Von Helmut Reich
Hamburg - Zigarren spielen beim Gedanken an Kuba eine große Rolle. Von daher war das Ambiente zum Vortag über den karibischen Inselstaat passend gewählt: Die Hanse Lounge in Hamburg beherbergt einen großen begehbaren Humidor, gefüllt mit den herrlichsten Zigarren. Auch Referent Frank Seifert verheimlichte seine Liebe zur gepflegten Zigarre nicht, lugte diese doch schon während seines Vortrags vor den Mitgliedern der manager-lounge verlockend aus der Jacketttasche hervor.
Doch das sollte nur die Belohnung am Ende des Tages sein. "In der kubanischen Wertschöpfung spielt die Zigarre nur eine ganz kleine, untergeordnete Rolle", berichtet Rechtsanwalt Seifert, der auch Präsident der Deutsch-Kubanischen Juristenvereinigung ist. Zunächst sollte es also vor allem um die Politik und die Wirtschaft des Landes gehen.
"Kuba hat in den letzten 50 Jahren das Augenmerk der Weltöffentlichkeit in erheblichem Maße auf sich gelenkt – ein wenig überproportional im Hinblick auf die Größe der Insel mit ihren nur gut elf Millionen Einwohnern", so Seifert. Doch die Geschichte des Landes ist bekanntlich besonders bunt und ungewöhnlich. Staatschef Fidel Castro, die räumliche Nähe zu den USA und zugleich die sozialistische Umarmung durch Russland haben das Land und seine Außenwahrnehmung geprägt.

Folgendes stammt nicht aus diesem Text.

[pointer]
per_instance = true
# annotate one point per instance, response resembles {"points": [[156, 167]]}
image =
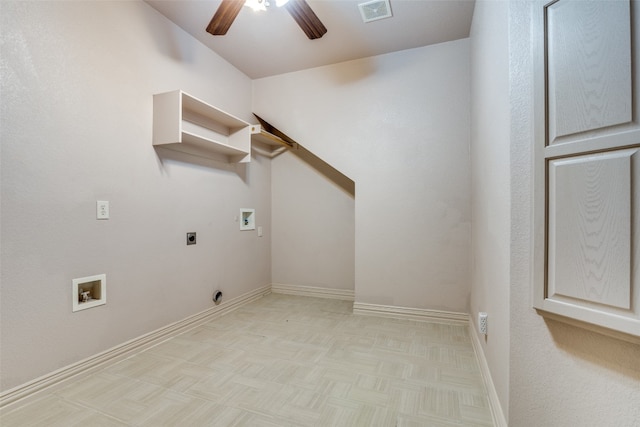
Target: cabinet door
{"points": [[587, 165]]}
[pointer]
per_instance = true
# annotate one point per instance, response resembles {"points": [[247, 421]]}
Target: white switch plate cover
{"points": [[102, 209]]}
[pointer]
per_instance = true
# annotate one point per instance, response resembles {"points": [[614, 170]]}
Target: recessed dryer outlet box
{"points": [[88, 292], [247, 219]]}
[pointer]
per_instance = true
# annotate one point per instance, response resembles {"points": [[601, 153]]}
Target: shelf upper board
{"points": [[200, 107]]}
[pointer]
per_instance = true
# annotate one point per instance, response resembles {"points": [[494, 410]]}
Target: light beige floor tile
{"points": [[282, 361]]}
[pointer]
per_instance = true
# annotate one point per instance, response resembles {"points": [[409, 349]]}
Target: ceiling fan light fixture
{"points": [[375, 10]]}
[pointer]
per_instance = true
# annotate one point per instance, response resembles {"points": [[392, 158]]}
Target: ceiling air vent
{"points": [[374, 10]]}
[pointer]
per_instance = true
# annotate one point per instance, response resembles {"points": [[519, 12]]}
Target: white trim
{"points": [[410, 313], [312, 291], [494, 402], [128, 348]]}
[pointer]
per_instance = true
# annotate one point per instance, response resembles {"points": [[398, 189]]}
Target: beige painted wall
{"points": [[490, 188], [560, 375], [77, 85], [313, 241], [398, 125]]}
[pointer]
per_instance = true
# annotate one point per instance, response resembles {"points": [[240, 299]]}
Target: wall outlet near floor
{"points": [[191, 238], [482, 322]]}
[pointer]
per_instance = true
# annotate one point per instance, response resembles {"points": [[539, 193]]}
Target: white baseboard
{"points": [[129, 348], [312, 291], [494, 403], [410, 313]]}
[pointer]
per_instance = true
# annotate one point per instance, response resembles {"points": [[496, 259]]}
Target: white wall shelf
{"points": [[184, 123]]}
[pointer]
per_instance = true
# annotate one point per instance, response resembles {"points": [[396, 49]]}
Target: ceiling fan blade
{"points": [[224, 17], [306, 18]]}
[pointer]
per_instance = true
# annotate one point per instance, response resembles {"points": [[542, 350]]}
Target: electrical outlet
{"points": [[482, 322], [102, 209], [191, 238]]}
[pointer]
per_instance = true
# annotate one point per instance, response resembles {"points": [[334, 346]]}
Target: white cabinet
{"points": [[184, 123], [587, 165]]}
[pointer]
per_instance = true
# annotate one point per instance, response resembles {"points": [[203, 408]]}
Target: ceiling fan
{"points": [[299, 10]]}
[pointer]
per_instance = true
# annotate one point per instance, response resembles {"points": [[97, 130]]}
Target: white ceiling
{"points": [[267, 43]]}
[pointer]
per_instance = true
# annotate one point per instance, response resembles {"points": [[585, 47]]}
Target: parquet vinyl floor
{"points": [[281, 361]]}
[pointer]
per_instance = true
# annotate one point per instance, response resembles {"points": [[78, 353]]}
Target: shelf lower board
{"points": [[203, 147]]}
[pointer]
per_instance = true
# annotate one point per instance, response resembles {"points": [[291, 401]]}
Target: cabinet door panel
{"points": [[590, 228], [589, 66]]}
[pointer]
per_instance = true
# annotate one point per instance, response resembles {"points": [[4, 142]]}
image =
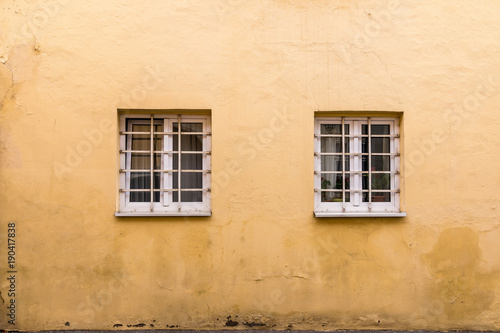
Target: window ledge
{"points": [[157, 214], [324, 214]]}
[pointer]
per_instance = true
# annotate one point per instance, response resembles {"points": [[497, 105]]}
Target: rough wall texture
{"points": [[262, 258]]}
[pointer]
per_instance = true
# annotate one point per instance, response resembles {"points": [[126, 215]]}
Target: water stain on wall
{"points": [[462, 291]]}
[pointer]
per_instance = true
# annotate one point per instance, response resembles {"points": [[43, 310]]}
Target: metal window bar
{"points": [[372, 154], [179, 148], [166, 190], [166, 133], [165, 151], [151, 166], [369, 163], [348, 190], [355, 172], [160, 170], [357, 135], [343, 164]]}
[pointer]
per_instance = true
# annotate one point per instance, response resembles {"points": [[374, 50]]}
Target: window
{"points": [[357, 167], [164, 165]]}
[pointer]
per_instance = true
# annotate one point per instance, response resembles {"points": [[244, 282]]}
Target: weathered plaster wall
{"points": [[262, 258]]}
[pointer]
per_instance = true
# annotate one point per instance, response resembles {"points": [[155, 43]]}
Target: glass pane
{"points": [[189, 180], [333, 129], [334, 197], [381, 145], [195, 196], [381, 129], [376, 129], [142, 180], [380, 163], [334, 145], [381, 181], [333, 181], [381, 197], [333, 163]]}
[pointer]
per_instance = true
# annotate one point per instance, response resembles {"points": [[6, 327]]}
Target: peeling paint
{"points": [[261, 260]]}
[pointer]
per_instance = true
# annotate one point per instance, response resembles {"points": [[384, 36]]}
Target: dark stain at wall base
{"points": [[230, 322], [253, 324]]}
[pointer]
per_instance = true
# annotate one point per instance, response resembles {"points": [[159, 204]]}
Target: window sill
{"points": [[159, 214], [376, 214]]}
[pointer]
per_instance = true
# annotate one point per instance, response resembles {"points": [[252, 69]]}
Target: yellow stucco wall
{"points": [[67, 66]]}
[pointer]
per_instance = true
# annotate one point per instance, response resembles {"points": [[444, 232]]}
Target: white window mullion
{"points": [[355, 178], [179, 162]]}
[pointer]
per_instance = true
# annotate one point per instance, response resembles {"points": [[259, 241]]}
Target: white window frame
{"points": [[166, 206], [355, 207]]}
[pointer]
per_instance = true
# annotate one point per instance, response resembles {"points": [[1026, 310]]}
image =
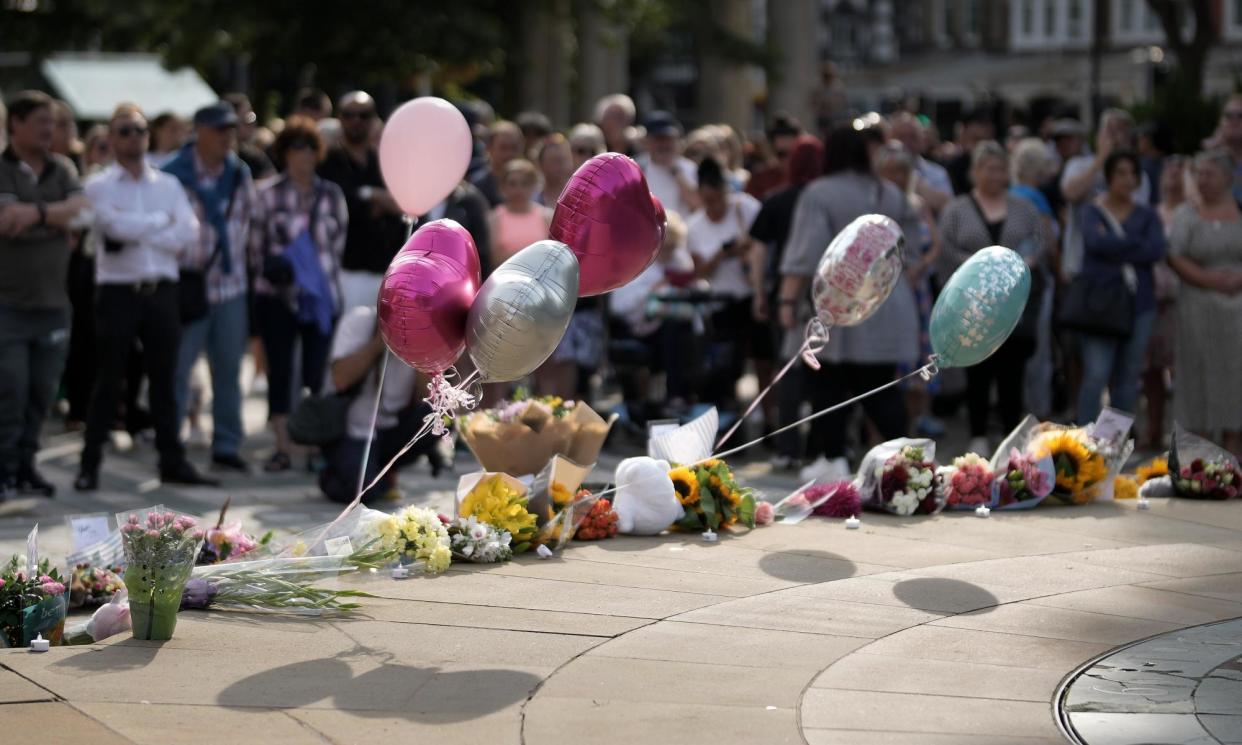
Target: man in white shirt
{"points": [[145, 220], [670, 175]]}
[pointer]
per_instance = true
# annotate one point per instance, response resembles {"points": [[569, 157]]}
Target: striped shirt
{"points": [[222, 287], [283, 214]]}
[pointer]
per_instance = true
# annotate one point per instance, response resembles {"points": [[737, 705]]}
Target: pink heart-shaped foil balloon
{"points": [[607, 217], [426, 294]]}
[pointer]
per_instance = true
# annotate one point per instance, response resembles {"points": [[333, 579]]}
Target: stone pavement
{"points": [[947, 630]]}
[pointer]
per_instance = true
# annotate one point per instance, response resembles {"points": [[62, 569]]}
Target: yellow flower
{"points": [[1078, 468], [1124, 488], [686, 484], [1156, 468]]}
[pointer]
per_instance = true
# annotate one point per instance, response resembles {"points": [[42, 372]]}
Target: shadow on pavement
{"points": [[942, 595], [391, 689], [807, 566]]}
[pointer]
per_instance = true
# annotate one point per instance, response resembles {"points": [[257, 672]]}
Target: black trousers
{"points": [[280, 329], [150, 316], [1006, 368], [838, 383]]}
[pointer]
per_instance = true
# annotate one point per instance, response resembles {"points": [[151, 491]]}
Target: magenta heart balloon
{"points": [[607, 217], [426, 294]]}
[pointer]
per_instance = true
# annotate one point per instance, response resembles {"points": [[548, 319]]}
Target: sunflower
{"points": [[1156, 468], [1124, 487], [686, 484], [1078, 468]]}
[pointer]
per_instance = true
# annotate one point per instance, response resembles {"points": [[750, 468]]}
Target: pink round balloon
{"points": [[607, 217], [424, 153], [426, 294]]}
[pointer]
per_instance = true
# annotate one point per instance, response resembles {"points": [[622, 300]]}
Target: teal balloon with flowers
{"points": [[979, 307]]}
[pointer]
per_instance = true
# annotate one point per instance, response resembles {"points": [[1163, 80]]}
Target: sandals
{"points": [[278, 462]]}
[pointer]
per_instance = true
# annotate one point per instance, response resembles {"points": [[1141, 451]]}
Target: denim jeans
{"points": [[1115, 364], [224, 335], [34, 343]]}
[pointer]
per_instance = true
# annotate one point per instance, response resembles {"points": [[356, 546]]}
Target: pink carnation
{"points": [[843, 501]]}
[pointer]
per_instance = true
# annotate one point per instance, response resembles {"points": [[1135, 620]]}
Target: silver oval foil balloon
{"points": [[522, 311]]}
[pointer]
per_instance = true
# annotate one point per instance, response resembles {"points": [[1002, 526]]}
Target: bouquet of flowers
{"points": [[836, 499], [899, 477], [93, 585], [600, 522], [1022, 482], [160, 548], [417, 534], [711, 497], [968, 483], [478, 543], [1079, 465], [499, 501], [270, 585], [521, 436], [1201, 469], [31, 604]]}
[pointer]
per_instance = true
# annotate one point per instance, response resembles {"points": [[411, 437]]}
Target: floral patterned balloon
{"points": [[858, 271], [979, 307]]}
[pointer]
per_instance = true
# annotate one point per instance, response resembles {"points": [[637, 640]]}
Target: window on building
{"points": [[1125, 16], [1074, 20], [1028, 19]]}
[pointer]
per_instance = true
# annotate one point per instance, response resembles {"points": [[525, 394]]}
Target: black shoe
{"points": [[30, 481], [230, 463], [87, 481], [184, 473]]}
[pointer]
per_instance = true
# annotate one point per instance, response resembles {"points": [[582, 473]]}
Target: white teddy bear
{"points": [[646, 503]]}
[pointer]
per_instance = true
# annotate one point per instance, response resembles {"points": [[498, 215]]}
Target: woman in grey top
{"points": [[990, 215], [867, 355], [1205, 248]]}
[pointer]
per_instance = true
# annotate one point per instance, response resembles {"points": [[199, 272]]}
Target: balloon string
{"points": [[816, 338], [925, 373]]}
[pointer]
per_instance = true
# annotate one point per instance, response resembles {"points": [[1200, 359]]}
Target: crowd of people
{"points": [[128, 256]]}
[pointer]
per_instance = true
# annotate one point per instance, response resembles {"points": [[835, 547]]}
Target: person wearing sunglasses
{"points": [[145, 221], [375, 230]]}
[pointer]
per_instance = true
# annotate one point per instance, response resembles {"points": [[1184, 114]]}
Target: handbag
{"points": [[1101, 307]]}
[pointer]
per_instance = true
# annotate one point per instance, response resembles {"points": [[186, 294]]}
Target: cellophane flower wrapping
{"points": [[1200, 469], [558, 502], [499, 501], [712, 497], [273, 585], [92, 586], [968, 483], [160, 550], [899, 477], [31, 604], [521, 436], [1022, 482]]}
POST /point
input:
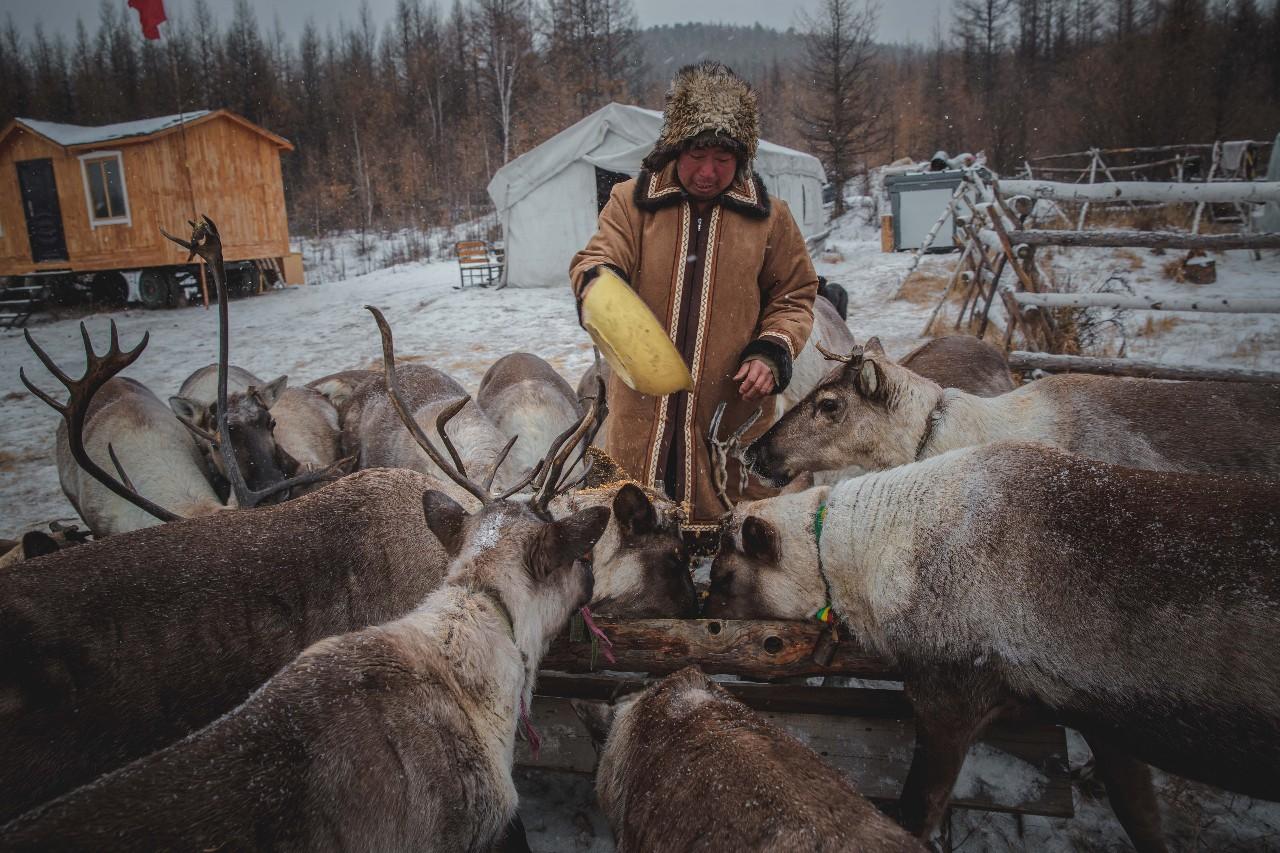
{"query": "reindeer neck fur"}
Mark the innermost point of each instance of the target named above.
(796, 587)
(964, 420)
(467, 632)
(873, 534)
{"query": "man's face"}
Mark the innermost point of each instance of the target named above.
(705, 172)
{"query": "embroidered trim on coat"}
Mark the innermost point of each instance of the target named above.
(786, 341)
(703, 316)
(672, 331)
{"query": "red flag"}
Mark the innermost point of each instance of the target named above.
(150, 14)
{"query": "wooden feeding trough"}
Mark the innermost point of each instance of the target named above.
(81, 208)
(865, 731)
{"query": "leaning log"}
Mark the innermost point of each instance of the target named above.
(1216, 192)
(1125, 302)
(1144, 240)
(1020, 360)
(763, 649)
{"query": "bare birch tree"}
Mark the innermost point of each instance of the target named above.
(840, 113)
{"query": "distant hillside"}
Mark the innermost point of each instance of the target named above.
(750, 51)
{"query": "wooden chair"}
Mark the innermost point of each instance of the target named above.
(478, 263)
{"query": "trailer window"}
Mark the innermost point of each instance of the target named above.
(104, 188)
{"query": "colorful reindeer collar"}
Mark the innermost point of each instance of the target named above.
(501, 606)
(929, 423)
(826, 614)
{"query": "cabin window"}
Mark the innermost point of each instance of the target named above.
(104, 188)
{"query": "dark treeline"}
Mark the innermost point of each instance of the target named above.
(402, 124)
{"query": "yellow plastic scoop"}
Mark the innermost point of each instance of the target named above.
(631, 338)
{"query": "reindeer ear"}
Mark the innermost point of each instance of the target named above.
(444, 518)
(602, 469)
(562, 542)
(188, 409)
(37, 544)
(272, 391)
(634, 510)
(760, 539)
(597, 719)
(869, 381)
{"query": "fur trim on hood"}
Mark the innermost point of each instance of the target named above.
(708, 100)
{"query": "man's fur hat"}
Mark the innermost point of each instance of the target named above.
(708, 104)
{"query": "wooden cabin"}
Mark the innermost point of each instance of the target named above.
(94, 199)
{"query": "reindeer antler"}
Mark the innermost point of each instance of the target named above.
(831, 356)
(97, 370)
(721, 450)
(206, 242)
(407, 416)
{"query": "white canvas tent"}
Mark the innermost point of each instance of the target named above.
(547, 203)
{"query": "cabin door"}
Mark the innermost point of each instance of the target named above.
(44, 214)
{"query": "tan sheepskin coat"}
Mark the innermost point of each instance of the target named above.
(754, 299)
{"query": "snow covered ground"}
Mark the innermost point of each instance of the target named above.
(307, 332)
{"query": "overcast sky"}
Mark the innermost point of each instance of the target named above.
(900, 19)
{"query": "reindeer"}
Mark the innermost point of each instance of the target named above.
(339, 387)
(877, 414)
(126, 420)
(127, 644)
(37, 543)
(200, 389)
(830, 332)
(371, 429)
(524, 396)
(760, 788)
(1139, 607)
(960, 361)
(277, 430)
(595, 373)
(394, 737)
(641, 568)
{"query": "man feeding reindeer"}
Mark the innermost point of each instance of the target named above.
(725, 269)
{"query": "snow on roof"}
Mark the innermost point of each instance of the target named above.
(634, 124)
(72, 135)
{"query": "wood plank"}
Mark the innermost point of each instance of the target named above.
(730, 647)
(1144, 240)
(1022, 360)
(1020, 770)
(234, 177)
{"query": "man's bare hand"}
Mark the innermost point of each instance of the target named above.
(757, 379)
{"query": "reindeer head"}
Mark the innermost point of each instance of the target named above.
(640, 565)
(251, 427)
(871, 413)
(531, 564)
(767, 566)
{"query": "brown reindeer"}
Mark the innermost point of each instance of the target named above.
(127, 644)
(200, 389)
(524, 396)
(758, 788)
(152, 448)
(37, 543)
(877, 414)
(277, 430)
(830, 332)
(641, 570)
(960, 361)
(371, 429)
(1139, 607)
(394, 737)
(339, 387)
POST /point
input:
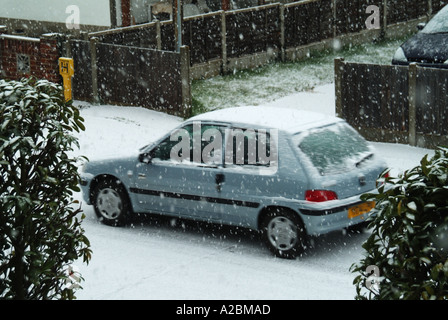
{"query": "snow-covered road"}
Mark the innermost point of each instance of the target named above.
(166, 259)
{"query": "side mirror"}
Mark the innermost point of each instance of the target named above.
(421, 25)
(145, 158)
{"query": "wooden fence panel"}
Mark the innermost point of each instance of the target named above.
(137, 76)
(82, 80)
(405, 10)
(308, 22)
(376, 99)
(131, 76)
(203, 35)
(247, 30)
(432, 99)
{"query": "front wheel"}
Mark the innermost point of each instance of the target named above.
(284, 234)
(111, 202)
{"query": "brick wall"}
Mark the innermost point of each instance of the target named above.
(25, 57)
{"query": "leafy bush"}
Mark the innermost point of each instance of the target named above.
(40, 230)
(408, 248)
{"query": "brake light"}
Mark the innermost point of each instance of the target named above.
(320, 195)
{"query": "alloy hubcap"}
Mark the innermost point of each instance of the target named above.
(109, 203)
(282, 233)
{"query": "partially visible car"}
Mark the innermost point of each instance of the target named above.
(286, 173)
(429, 47)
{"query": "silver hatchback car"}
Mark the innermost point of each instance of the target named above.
(286, 173)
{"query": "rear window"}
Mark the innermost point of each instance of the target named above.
(333, 149)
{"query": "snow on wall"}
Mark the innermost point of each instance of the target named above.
(90, 12)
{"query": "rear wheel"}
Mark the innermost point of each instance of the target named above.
(111, 202)
(283, 233)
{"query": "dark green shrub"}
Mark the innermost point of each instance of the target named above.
(40, 228)
(408, 246)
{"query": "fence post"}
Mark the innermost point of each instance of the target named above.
(93, 44)
(338, 74)
(185, 112)
(282, 32)
(412, 104)
(384, 22)
(158, 35)
(223, 42)
(335, 19)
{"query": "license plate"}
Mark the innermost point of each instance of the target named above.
(360, 209)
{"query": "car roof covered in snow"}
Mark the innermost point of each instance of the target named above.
(286, 119)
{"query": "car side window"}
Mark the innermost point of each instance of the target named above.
(194, 143)
(248, 147)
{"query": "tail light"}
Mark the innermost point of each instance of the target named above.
(320, 195)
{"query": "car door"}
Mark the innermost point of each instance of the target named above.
(181, 176)
(247, 175)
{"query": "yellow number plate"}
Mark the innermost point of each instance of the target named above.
(360, 209)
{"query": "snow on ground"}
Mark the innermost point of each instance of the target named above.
(166, 259)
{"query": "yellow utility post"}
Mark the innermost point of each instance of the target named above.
(67, 70)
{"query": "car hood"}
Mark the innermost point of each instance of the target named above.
(427, 48)
(114, 166)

"Reich an Bodenschätzen, verfügte Kuba lange Zeit auch über eine überdurchschnittlich ausgebildete Bevölkerung und damit hervorragendes Arbeitskräftepotenzial – grundsätzlich beste Voraussetzungen", sagt Seifert. Doch das Auseinanderbrechen der Sowjetunion, die Kuba 40 Jahre lang politisch und finanziell unter die Arme gegriffen hatte, führte zum völligen Zusammenbruch der kubanischen Wirtschaft. "Diese Zeit wird seitdem als 'período especial' bezeichnet", so der Landeskenner.
Nur langsam kommt Kuba durch eine vorsichtige wirtschaftliche Öffnung für westliche Unternehmen aus dieser Krise heraus. "Gleichzeitig wird noch immer die Fahne des Sozialismus hochgehalten", so Seifert mit Blick auf die massive finanzielle Unterstützung durch das seit Ende der 90er Jahre eng befreundete Venezuela.
Hugo Chávez, Venezuelas Staatspräsident, führt Kuba als Mitglied der Organisation Petrocaribe als einen seiner Hauptwirtschaftspartner. Er unterstützt das Land mit Erdöllieferungen unter dem Weltmarktpreis - in einem so großen Umfang, dass Kuba die Überschüsse sogar gegen Devisen wieder verkaufen konnte. Andererseits ist Venezuela laut Seifert auch für die Abwerbung von etwa 6000 Ärzten verantwortlich, die nun in Kuba fehlen.